Analyse Flüchtlingspolitik 
minus Heuchelei

Kann Deutschland die derzeit zu uns kommenden Flüchtlinge verkraften? Die Bürger sind sind in dieser Frage gespalten. Deutschland braucht eine Flüchtlingspolitik mit Maß und Mitte, hinter der sich breite Mehrheiten dauerhaft versammeln können. Eine Analyse von Matthias Koch.

Kann Deutschland die derzeit zu uns kommenden Flüchtlinge verkraften? Als die Forschungsgruppe Wahlen diese Frage in der vorigen Woche mehr als 1300 Bundesbürgern stellte, antworteten 54 Prozent mit „ja“, 41 Prozent sagten „nein“, fünf Prozent „weiß nicht“.

Man kann diese Umfrage beruhigend finden. Immerhin zeigt sich eine Mehrheit zur Aufnahme bereit. Doch die bange Frage lautet: Wie lange bleibt das so? Die Erfahrung zeigt: Wenn aus der Theorie der Flüchtlingsunterbringung plötzlich Praxis wird und in einer Turnhalle nicht mehr geturnt werden kann, trübt sich das Bild oft über Nacht ein.

Allerorten werden die Debatten derzeit aggressiver, auch durch das unselige Zutun von Radikalen. Bei einer Kundgebung der NPD gegen ein Zeltlager für Flüchtlinge in Dresden flogen am Freitagabend Knallkörper und Flaschen. DRK-Helfer, denen gutmeinende Dresdner zuvor noch Spielzeug für die neu ankommenden fremden Familien gespendet hatten, sprachen von beschämenden, nie dagewesenen Szenen.
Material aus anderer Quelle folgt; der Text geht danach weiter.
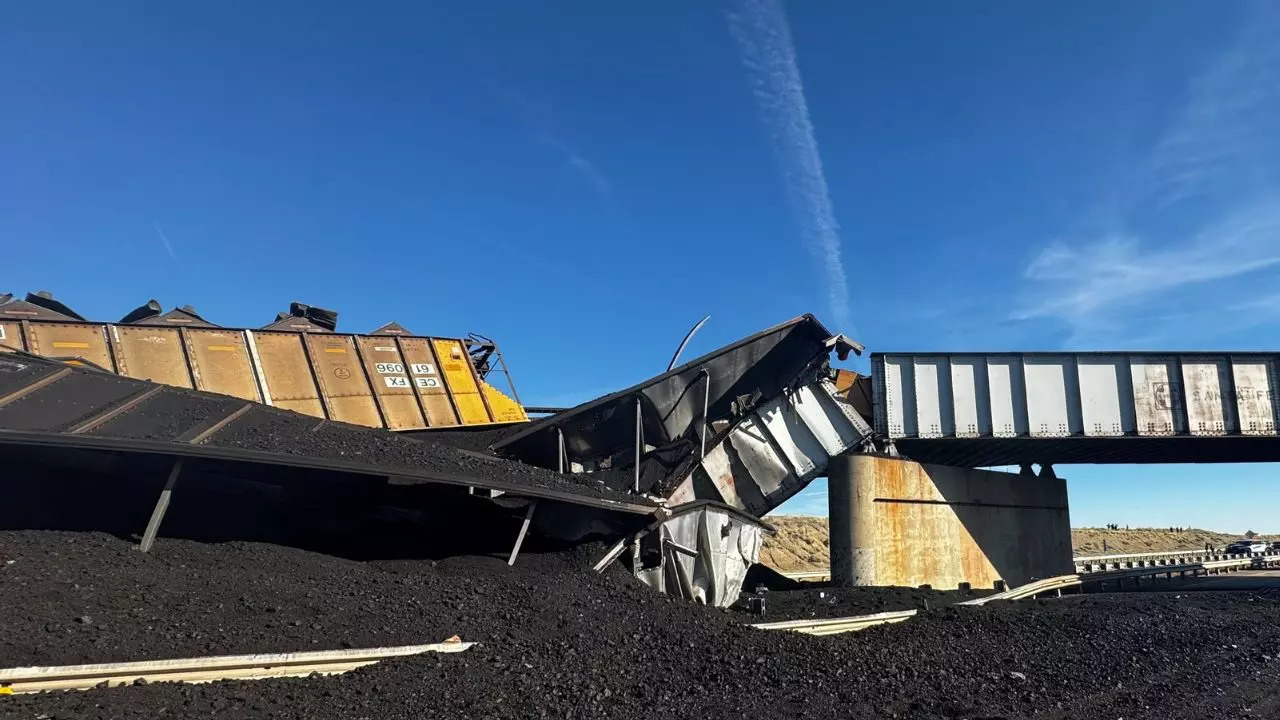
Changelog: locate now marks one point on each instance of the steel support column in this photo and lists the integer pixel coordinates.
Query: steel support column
(851, 525)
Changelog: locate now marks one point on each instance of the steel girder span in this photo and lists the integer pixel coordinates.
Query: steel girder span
(978, 409)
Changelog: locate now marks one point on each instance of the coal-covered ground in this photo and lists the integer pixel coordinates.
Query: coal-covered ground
(270, 431)
(558, 642)
(830, 601)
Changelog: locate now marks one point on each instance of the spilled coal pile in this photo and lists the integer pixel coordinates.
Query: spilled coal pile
(561, 642)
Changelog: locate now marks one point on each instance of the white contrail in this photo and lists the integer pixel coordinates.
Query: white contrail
(164, 240)
(764, 41)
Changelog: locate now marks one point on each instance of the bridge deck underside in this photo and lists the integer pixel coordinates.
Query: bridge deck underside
(987, 452)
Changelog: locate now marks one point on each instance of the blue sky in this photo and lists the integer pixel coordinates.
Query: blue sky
(583, 181)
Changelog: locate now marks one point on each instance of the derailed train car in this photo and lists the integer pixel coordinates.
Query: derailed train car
(389, 378)
(704, 450)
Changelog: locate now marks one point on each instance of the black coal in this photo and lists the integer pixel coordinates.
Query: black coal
(560, 642)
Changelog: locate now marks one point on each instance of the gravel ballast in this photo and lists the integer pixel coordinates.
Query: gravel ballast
(557, 642)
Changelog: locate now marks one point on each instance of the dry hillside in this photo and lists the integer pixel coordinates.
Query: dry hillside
(801, 542)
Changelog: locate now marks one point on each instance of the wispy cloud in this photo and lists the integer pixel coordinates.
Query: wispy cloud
(1201, 209)
(581, 165)
(764, 41)
(164, 240)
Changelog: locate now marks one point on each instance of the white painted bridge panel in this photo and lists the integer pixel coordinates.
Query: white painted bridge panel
(1075, 395)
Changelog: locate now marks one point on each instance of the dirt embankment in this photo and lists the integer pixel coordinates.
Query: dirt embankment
(801, 542)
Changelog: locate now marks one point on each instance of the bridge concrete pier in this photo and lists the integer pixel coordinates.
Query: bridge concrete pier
(901, 523)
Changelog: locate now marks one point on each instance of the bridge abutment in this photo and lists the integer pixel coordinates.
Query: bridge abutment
(901, 523)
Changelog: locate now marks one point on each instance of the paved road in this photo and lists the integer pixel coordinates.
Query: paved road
(1242, 580)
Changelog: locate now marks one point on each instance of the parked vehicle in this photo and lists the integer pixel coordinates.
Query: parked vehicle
(1247, 547)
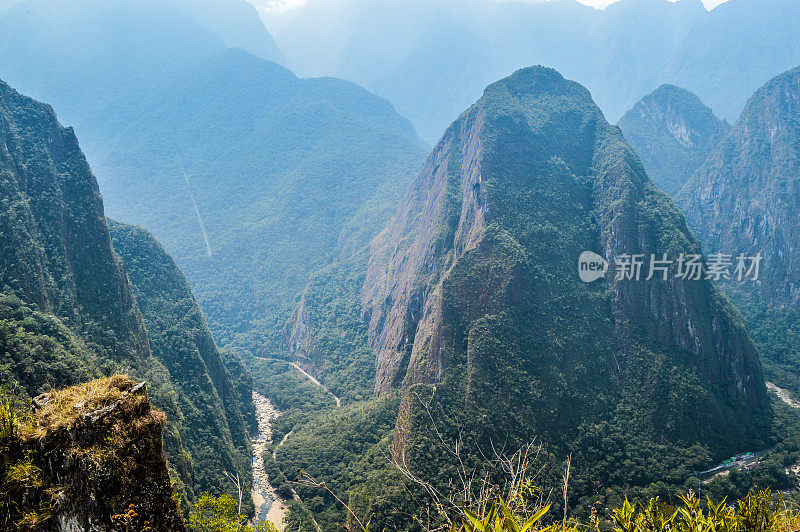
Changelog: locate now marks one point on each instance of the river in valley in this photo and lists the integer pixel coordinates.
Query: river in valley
(269, 507)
Willkommenskultur? Mittlerweile mischt sich da einiges an Heuchelei hinein. In Wahrheit liegt schon in der Errichtung von Zeltlagern in einem der reichsten Staaten der EU eine Relativierung des Willkommens. In Zeltstädten fehlt es an Integration, auch an Sicherheit. Wer Zeltstädte plant, markiert potenzielle Kampfzonen, in denen die Polizei schnell überfordert sein kann. Die zunächst 50 Beamten, die am Freitagabend in Dresden ausrückten, stießen schnell ans Ende ihrer Möglichkeiten.
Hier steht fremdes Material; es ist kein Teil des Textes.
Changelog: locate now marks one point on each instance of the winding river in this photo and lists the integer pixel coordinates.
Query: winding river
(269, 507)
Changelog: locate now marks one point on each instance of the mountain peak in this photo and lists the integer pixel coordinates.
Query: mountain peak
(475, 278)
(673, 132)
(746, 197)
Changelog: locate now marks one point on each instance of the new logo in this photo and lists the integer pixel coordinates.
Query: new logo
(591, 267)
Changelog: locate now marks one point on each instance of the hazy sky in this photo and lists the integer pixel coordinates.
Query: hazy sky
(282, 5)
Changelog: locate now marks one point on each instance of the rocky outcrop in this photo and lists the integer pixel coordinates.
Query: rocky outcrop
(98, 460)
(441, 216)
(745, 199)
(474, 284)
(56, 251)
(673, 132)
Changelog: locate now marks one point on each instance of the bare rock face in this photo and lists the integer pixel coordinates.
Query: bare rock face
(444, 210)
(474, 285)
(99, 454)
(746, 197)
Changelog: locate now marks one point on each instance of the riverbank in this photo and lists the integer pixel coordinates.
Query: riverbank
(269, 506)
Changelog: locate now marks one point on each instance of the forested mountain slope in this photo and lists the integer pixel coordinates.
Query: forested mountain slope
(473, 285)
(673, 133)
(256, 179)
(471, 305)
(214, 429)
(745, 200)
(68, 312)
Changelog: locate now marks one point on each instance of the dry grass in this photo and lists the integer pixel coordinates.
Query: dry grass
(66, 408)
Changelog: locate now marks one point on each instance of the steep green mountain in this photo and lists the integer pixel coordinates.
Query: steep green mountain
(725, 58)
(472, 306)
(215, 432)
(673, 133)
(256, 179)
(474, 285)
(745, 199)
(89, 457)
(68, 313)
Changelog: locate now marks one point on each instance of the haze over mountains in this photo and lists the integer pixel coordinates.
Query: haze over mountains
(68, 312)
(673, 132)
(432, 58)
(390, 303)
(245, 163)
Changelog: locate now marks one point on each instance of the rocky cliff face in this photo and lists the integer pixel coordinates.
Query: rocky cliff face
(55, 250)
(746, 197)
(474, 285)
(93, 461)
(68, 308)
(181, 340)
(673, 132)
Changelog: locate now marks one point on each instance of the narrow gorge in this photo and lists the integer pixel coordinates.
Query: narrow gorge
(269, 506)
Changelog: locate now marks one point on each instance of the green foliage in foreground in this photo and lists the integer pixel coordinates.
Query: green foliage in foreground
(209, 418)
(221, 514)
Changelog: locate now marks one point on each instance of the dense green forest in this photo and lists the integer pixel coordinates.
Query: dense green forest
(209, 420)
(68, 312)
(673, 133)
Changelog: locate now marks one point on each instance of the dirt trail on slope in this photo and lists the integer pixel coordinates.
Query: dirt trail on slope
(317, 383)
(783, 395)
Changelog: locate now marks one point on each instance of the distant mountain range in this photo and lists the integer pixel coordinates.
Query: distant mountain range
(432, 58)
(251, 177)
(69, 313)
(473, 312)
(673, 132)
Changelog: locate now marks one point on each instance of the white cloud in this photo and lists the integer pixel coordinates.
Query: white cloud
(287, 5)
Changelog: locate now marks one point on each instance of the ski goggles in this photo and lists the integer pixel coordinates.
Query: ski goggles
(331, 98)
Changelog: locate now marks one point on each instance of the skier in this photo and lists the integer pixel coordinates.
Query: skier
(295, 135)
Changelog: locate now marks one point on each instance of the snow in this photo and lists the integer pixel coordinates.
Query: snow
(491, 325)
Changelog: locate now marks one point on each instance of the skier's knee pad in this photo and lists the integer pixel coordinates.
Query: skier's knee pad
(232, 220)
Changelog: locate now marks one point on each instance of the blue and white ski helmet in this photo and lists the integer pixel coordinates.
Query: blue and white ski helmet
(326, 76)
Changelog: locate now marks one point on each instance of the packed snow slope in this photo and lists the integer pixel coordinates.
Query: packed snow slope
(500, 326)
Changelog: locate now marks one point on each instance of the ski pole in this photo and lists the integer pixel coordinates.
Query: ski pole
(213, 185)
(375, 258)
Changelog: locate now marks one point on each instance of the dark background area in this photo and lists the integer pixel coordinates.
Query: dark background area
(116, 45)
Doch die Westdeutschen solltennicht mit ausgestrecktem Zeigefinger auf die Ossis deuten. In Duisburg etwa, tief im Westen, läuft eine Debatte über rechtsfreie Räume, in die die Polizei sich kaum noch wage, weil dort zugewanderte kriminelle Clans Gewalt ausübten. Asyl, Zuwanderung, legale und illegale Ausländer: Frustrierte Einheimische rühren alles in einen Topf und haben am Ende zu Differenzierungen keine Lust mehr.

Deutschland braucht eine Flüchtlingspolitik mit Maß und Mitte, hinter der sich breite Mehrheiten dauerhaft versammeln können. Erstens: Bürgerkriegsflüchtlingen sollten wir, auch am verzwickten Asylrecht vorbei, großzügiger als bisher helfen und ihnen schneller Zugang zum Arbeitsmarkt geben. Zweitens: Länder und Kommunen brauchen wegen der Flüchtlinge mehr Geld, aber sie müssen sich auch ihrerseits mehr anstrengen und dürfen nicht nur Zelte aufschlagen. Drittens: Dem deutschen Asylrecht schadet es, wenn man seinem massenhaften Missbrauch zusieht, etwa durch unehrliche Bewerber vom Westbalkan mit ihrer unter einem Prozent liegenden Anerkennungsquote. Radikale von rechts und links brauchen einen Dämpfer. Die einen sollen bitte nicht stören, wenn wir Menschen helfen, die aus großer Not zu uns fliehen. Die anderen sollen sich zurückhalten, wenn wir jene, denen in Wahrheit keine Gefahr droht, ablehnen und notfalls abschieben.